A este respecto, hay que subrayar dos aspectos. El primero de ellos es que los derechos humanos son universales, algo que pertenece a los seres humanos por el mero hecho de serIo, y no a los individuos de una determinada nación. Toda campaña en gran escala en pro de los derechos humanos se convierte en algo nefasto, sí se limita a un confín del mundo. Irán es sede de un régimen notoria­mente represivo. Así y todo, el presidente Carter, en plena campaña en favor de los derechos humanos en Rusia, recibía al Sha en la Casa Blanca, con todos los honores, y tanto el propio Carter como Callaghan le han expresado sus mejores deseos de éxito en el trato con los disidentes de su país. Es evidente que los disidentes iraníes carecen de derechos humanos. En China, la «Banda de los Cuatro», y centenares -tal vez millares- de sus seguidores, en Shanghai y en otras ciudades chinas, han desaparecido, sin más. Sin juicios y sin acusaciones. ¿Qué ha sido de ellos, sí es que aún están vivos? Nadie lo sabe, ni a nadie le importa. Preferimos no saberlo. Los derechos humanos de los disidentes chinos nos son indiferentes. Todo ello resulta bastante comprensible, en una campaña llevada por políticos cuyo interés primordial no radica en proteger los derechos humanos, sino en excitar la indignación y la hostilidad popular contra la Rusia soviética. Pero, ¿acaso la integridad moral de la izquierda es compa­tible con su participación en una campaña que se aprovecha de las emociones sincera y profundamente sentidas por una gente decente, pero políticamente ingenua, con unos propósitos totalmente extra­ños a los objetivos declarados?
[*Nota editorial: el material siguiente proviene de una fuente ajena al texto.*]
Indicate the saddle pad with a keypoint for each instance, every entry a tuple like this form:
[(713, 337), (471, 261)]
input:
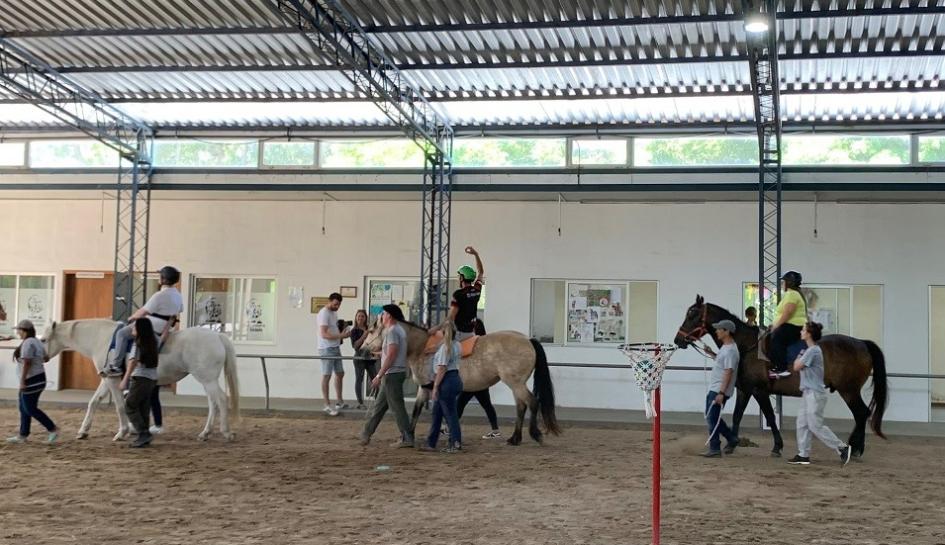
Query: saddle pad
[(435, 340)]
El otro aspecto se refiere al estilo y al carácter de la campaña. Hace algunos años, di con esta cita de Macaulay: «Nada hay más «ridículo que el espectáculo que ofrece el pueblo británico en uno de sus arrebatos periódicos de moralidad». Me temo que, en este caso, no se trata de algo ridículo, sino siniestro y terrorífico. Uno no puede leer el periódico sin tropezar con expresiones de este odio y temor obsesivo por Rusia. La persecución de los disidentes, el pode­río naval y militar soviético, los espías rusos, el abuso del término marxismo en las discusiones políticas entre los partidos...todo ello contribuye a la paranoia. Una irrupción de la histeria nacional a tal escala es, evidentemente, síntoma de que la sociedad está enferma, una de esas sociedades que tratan de liberarse de sus propios proble­mas, de su indefensión, de su sentimiento de culpa, buscándose un chivo expiatorio en un grupo ajeno a ella, ya se trate de rusos, negros, judíos, o lo que sea. Y, la verdad, me alarma imaginar a dónde nos va a llevar todo esto. Lo que consuela es comprobar que esta histeria popular no ha afectado en el mismo grado a las demás naciones europeas, y que en los propios Estados Unidos se ha inicia­do la reacción contra la diplomacia de púlpito que profesa Carter. Pero me apena comprobar que, en el proceso, se haya visto arrastra­da una parte tan importante de la izquierda.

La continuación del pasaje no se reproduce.